At Metz we stop and photograph the wrong church before finding the spectacular Saint-Étienne de Metz. The construction of this Gothic cathedral began in 1220 within the walls of an Ottonian basilica dating from the 10th century. The work was not completed until around 1520 and the new cathedral was consecrated on 11 April 1552. The nave is supported by flying buttresses and culminates at 41.41 metres high, making it one of the highest naves in the world. The cathedral also displays one of the largest expanse of stained glass in the world with 6,496 m2. Another immense and awesome cathedral, no wonder it took more than 300 years to build.
After leaving Metz we are again held up by French farmers and their tractors. This time for two and a half hours. Tens of thousands of vehicles are in the queues. When we eventually get through, the queue on the other side stretches for at least 10ks and there are thousands of huge trucks in it as well. It is economic vandalism and we wonder why the French authorities lack the backbone to deal with it. Protests are one thing but this is ridiculous, it antagonizes the community and borders on anarchy. There are no police around, if they’re not up to dealing with it, the country should call on the military to do so. As we drive past the tractors on the road a group of what we assume to be farmers are standing around.

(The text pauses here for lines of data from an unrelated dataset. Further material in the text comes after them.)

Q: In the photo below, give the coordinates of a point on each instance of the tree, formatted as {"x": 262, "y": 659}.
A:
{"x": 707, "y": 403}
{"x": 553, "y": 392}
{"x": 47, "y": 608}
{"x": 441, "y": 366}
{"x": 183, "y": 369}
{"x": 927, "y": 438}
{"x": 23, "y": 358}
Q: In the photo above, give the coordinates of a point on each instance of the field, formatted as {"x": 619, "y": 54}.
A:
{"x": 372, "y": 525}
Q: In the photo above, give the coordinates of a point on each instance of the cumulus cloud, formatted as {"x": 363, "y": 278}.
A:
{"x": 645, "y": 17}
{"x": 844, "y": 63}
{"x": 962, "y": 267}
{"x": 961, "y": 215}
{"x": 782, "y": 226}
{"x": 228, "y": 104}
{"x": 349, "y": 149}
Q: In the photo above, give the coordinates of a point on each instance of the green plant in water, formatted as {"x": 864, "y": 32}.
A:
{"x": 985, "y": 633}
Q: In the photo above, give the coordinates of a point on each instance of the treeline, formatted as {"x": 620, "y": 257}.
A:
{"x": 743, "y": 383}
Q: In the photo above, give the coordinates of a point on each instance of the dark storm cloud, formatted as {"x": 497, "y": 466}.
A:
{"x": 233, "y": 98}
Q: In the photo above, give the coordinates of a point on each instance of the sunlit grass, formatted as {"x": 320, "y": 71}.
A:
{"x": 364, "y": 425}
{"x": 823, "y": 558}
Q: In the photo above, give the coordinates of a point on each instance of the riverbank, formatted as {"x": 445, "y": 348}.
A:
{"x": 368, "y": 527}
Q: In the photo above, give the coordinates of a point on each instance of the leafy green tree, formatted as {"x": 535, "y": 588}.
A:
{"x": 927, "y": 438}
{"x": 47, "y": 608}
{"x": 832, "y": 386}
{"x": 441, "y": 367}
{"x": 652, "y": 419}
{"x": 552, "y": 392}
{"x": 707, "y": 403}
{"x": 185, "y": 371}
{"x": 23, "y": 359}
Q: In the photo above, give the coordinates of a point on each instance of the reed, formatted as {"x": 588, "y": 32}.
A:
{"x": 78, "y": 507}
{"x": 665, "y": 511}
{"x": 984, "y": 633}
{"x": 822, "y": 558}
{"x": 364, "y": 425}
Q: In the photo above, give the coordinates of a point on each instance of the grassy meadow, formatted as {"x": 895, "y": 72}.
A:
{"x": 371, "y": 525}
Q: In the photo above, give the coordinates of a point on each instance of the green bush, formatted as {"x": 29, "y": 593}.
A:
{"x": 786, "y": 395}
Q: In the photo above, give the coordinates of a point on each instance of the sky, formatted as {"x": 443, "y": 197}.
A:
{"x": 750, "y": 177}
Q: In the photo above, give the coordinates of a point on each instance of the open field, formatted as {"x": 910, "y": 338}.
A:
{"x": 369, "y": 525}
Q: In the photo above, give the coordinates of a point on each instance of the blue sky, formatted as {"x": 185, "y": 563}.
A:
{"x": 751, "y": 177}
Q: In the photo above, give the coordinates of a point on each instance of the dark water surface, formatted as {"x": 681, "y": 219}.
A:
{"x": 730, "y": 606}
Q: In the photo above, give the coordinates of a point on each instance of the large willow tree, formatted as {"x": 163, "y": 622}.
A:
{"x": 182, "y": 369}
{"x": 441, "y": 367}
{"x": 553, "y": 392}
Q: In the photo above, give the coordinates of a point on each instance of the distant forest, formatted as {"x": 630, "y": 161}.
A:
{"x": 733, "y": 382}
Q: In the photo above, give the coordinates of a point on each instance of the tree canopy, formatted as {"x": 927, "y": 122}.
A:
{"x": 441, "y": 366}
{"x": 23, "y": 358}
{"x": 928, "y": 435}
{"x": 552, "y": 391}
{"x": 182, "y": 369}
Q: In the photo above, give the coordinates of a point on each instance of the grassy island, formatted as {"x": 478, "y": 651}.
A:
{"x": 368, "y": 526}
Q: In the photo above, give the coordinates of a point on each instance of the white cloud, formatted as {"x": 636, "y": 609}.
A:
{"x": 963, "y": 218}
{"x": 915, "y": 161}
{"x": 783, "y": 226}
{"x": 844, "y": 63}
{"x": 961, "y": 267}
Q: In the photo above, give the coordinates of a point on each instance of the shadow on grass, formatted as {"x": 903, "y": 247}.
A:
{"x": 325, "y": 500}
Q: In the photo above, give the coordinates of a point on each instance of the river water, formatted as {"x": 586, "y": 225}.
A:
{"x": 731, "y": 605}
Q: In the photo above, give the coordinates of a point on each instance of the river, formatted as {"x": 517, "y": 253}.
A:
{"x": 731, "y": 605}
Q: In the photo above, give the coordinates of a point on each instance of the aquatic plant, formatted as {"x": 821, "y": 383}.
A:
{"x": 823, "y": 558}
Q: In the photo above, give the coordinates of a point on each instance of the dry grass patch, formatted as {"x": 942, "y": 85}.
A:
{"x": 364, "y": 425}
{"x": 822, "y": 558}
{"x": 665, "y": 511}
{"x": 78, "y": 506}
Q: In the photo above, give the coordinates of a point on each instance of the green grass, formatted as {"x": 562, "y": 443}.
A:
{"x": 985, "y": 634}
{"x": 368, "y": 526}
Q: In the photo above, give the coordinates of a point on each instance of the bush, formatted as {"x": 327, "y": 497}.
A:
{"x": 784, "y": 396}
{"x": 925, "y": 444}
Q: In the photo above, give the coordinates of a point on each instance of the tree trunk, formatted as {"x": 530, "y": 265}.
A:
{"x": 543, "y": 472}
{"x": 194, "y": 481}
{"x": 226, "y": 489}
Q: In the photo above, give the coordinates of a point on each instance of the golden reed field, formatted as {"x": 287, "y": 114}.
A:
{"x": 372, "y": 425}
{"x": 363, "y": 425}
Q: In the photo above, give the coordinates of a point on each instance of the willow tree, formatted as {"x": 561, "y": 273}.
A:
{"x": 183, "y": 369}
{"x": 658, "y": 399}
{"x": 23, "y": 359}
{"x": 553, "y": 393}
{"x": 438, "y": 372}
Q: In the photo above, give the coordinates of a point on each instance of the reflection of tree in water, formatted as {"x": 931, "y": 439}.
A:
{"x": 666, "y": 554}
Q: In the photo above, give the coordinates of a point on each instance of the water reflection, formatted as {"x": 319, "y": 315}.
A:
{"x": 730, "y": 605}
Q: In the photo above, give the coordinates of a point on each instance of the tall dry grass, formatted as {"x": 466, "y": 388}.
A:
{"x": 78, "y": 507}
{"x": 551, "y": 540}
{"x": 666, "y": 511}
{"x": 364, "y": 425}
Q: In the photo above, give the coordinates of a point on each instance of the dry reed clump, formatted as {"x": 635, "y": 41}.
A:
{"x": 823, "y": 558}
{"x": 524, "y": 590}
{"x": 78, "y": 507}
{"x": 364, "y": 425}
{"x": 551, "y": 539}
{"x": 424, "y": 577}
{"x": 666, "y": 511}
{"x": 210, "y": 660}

They look like a bunch of gypsies, many of them look as if they are either on something or are not the full quid.
At Strasbourg we find parking at the Opera B??, find Tourist Info and take the walking tour by ourselves. Strasbourg’s core is justifiably described as one of the world’s urban glories. Strasbourg’s historic city centre, the Grande Île (Grand Island), was classified a World Heritage site by UNESCO in 1988, the first time such an honour was placed on an entire city centre. This central square is dominated by the 15th century cathedral, with its 468ft spire mainly in rose-coloured sandstone.
This really is another outstanding French city with the river cleverly split in a small lake area into four canals that flow through the city. We take photos as we move along of the ancient streets, churches, cobbled streets and squares. The waterside wooden houses and private mansions are a sight to behold. We loved the area of the Wall Bridge and its Towers Built (between 1200 and 1250 to reinforce the medieval fortifications) and the Vauban Dam. Another city that we could spend more time in.
We stay in the charming village of Elsenheim in the private home of an elderly French lady. She reminds me a bit of my own Mum. Flowers and colour everywhere. Comfortable and very good value for money, if not off the beaten track a bit.